Zwei Stunden nur, dann war alles vorbei. Die 27 verbleibenden Staats- und Regierungschefs hatten sich im „Europa“, dem neuen Teil des Ratsgebäudes im Brüsseler EU-Viertel, zur finalen Abstimmung eingefunden, und es gab keine Diskussionen mehr. Die britische Premierministerin Theresa May wurde zur Runde gebeten, dann verkündete Ratspräsident Donald Tusk per Kurznachrichtendienst Twitter, wie es neuerdings üblich ist, die historische Entscheidung: Der Brexit-Ausstiegsvertrag und die politische Deklaration, die den Rahmen für die künftige Zusammenarbeit vorgibt, wurden einstimmig angenommen. Großbritannien kann die Union verlassen.

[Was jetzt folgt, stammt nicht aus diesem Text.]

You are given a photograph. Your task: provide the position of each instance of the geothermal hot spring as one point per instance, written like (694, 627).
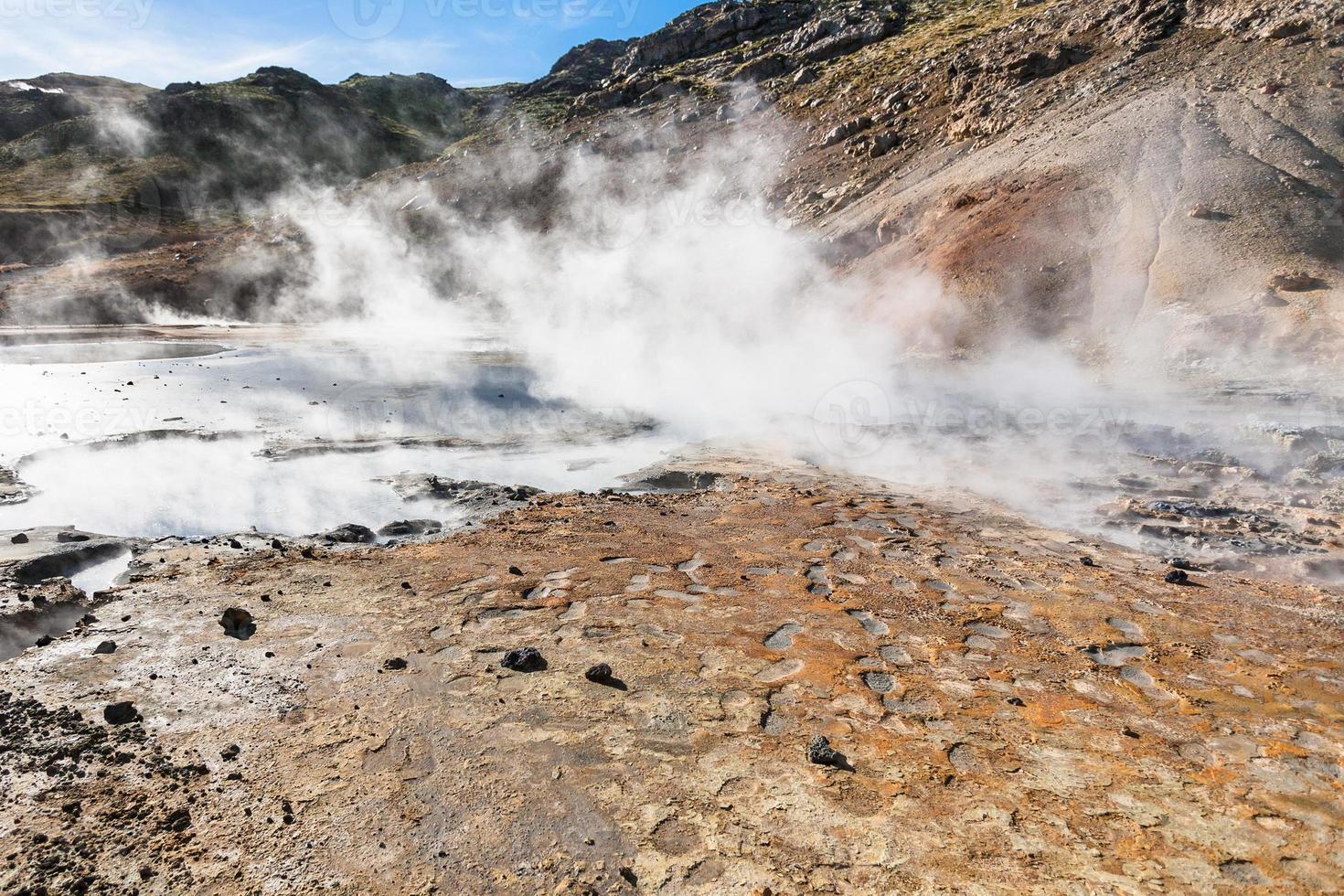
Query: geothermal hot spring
(197, 432)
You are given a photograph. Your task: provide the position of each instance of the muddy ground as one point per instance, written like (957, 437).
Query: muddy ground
(1014, 709)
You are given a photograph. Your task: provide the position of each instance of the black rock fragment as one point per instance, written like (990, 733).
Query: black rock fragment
(821, 753)
(120, 713)
(523, 660)
(238, 624)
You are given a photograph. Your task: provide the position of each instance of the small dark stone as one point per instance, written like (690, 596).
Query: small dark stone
(351, 534)
(238, 624)
(821, 753)
(523, 660)
(120, 713)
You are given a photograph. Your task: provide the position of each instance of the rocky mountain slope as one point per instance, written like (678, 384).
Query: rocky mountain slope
(1149, 172)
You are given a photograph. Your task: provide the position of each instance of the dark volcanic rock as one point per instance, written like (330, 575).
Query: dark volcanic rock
(523, 660)
(598, 673)
(351, 534)
(238, 624)
(120, 713)
(580, 70)
(400, 528)
(821, 753)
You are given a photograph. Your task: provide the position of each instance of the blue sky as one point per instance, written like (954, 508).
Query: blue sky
(154, 42)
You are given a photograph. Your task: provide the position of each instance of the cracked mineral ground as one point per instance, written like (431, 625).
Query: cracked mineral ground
(817, 446)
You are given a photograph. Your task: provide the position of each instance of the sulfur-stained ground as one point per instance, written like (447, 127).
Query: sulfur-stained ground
(1018, 719)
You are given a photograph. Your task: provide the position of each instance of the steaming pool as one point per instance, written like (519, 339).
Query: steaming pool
(199, 432)
(219, 430)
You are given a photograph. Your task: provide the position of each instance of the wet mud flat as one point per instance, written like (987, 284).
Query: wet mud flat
(826, 686)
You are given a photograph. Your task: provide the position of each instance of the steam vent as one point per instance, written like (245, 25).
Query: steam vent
(781, 448)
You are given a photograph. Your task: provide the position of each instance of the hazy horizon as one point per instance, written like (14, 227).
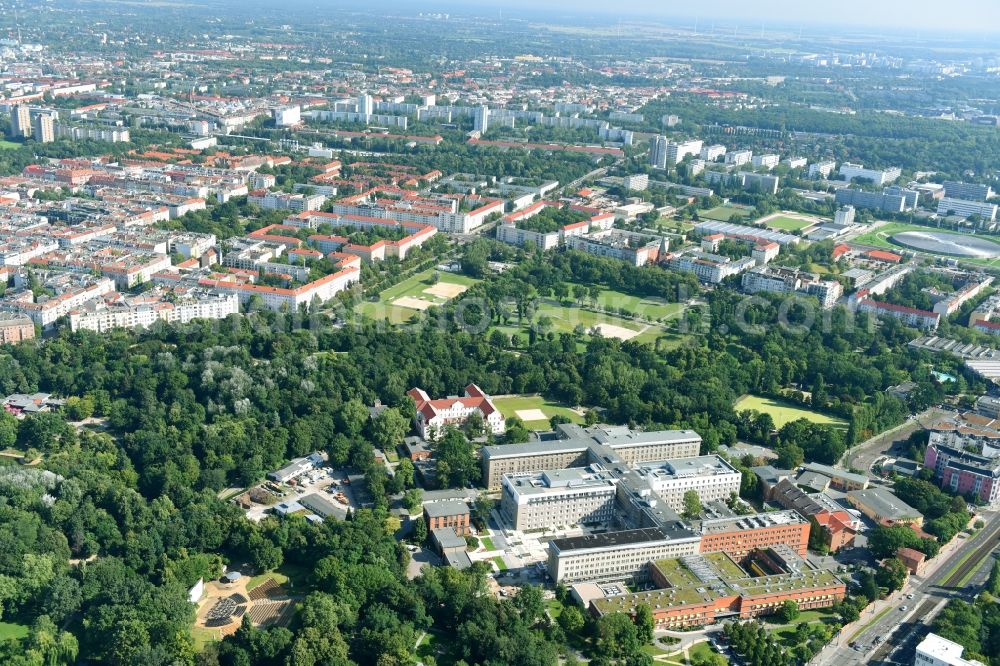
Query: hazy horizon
(979, 16)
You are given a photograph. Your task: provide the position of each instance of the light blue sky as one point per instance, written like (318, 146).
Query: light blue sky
(966, 15)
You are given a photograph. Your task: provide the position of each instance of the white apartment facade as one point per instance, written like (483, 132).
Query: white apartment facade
(615, 555)
(709, 476)
(849, 172)
(558, 498)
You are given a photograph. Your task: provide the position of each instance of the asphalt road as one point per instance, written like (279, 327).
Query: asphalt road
(896, 632)
(863, 455)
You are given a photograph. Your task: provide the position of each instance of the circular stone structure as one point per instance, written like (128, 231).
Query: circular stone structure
(956, 245)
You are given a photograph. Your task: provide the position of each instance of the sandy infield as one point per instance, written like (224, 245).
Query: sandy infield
(412, 303)
(612, 331)
(445, 290)
(531, 415)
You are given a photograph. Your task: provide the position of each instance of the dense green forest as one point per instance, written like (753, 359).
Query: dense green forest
(876, 139)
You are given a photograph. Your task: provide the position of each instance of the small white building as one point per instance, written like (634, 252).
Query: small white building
(434, 415)
(937, 651)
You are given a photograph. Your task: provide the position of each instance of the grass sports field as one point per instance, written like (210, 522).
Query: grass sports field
(880, 238)
(10, 632)
(785, 223)
(721, 213)
(566, 318)
(404, 301)
(647, 308)
(534, 410)
(784, 412)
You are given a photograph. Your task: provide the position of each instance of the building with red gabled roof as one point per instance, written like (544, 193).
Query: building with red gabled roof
(909, 316)
(434, 415)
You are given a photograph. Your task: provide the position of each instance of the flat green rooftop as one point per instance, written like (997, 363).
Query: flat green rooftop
(700, 579)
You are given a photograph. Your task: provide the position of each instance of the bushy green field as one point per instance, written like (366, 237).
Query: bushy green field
(413, 287)
(784, 223)
(509, 407)
(784, 412)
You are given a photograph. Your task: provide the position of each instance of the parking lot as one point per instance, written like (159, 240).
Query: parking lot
(332, 484)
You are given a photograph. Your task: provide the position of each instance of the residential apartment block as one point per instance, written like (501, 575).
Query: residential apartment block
(616, 555)
(711, 477)
(564, 497)
(699, 590)
(778, 280)
(15, 328)
(984, 211)
(576, 446)
(710, 268)
(849, 172)
(965, 464)
(433, 416)
(740, 536)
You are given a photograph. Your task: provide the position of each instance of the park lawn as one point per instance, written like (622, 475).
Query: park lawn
(702, 651)
(655, 651)
(784, 412)
(12, 632)
(413, 287)
(648, 308)
(510, 406)
(565, 319)
(721, 213)
(257, 581)
(202, 636)
(783, 223)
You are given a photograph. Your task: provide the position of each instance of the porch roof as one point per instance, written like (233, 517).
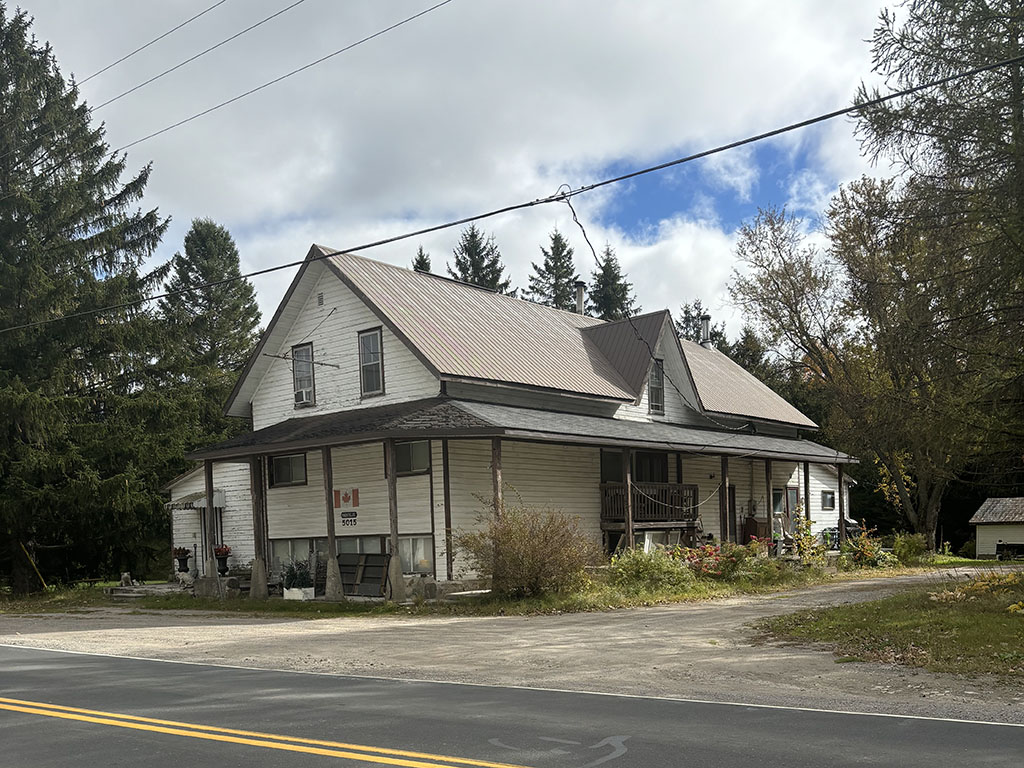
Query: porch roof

In keinem der Statements, weder davor noch danach, fehlte der Hinweis auf die allgemeine Betrübnis, die damit verbunden ist. Schon in der Früh hatte EU-Kommissionschef Jean-Claude Juncker gesagt: „Wenn ein Mitglied die EU verlässt, stimmt mich das traurig und bringt mich nicht in Hochstimmung.“ Der niederländische Ministerpräsident Mark Rutte trug, Zufall oder nicht, eine schwarze Krawatte. Er stellte fest: „Niemand ist ein Gewinner, wir alle sind Verlierer.“ Auch die deutsche Kanzlerin Angela Merkel sprach von „zwiespältigen Gefühlen und Trauer“.

Immer wieder betont wurde die Einheit der EU-27, auch, so berichtet ein hoher Diplomat, wenn das in letzter Sekunde aufgepoppte Geplänkel um Gibraltar für Unruhe gesorgt hatte: Es sei einfach nicht angebracht, gerade in Verbindung mit so weitreichenden Entscheidungen wie dem Brexit, nationale Interessen so hervorzukehren. Jedenfalls aber war es gelungen, bilaterale Übereinkünfte von Beginn an abzuwehren und so Stärke zu zeigen. Theresa May selbst bemühte sich schließlich in mantraartigen Satzwiederholungen, darauf hinzuweisen, dass der nun beschlossene Deal nicht nur der bestmögliche gewesen sei, sondern auch der einzig mögliche.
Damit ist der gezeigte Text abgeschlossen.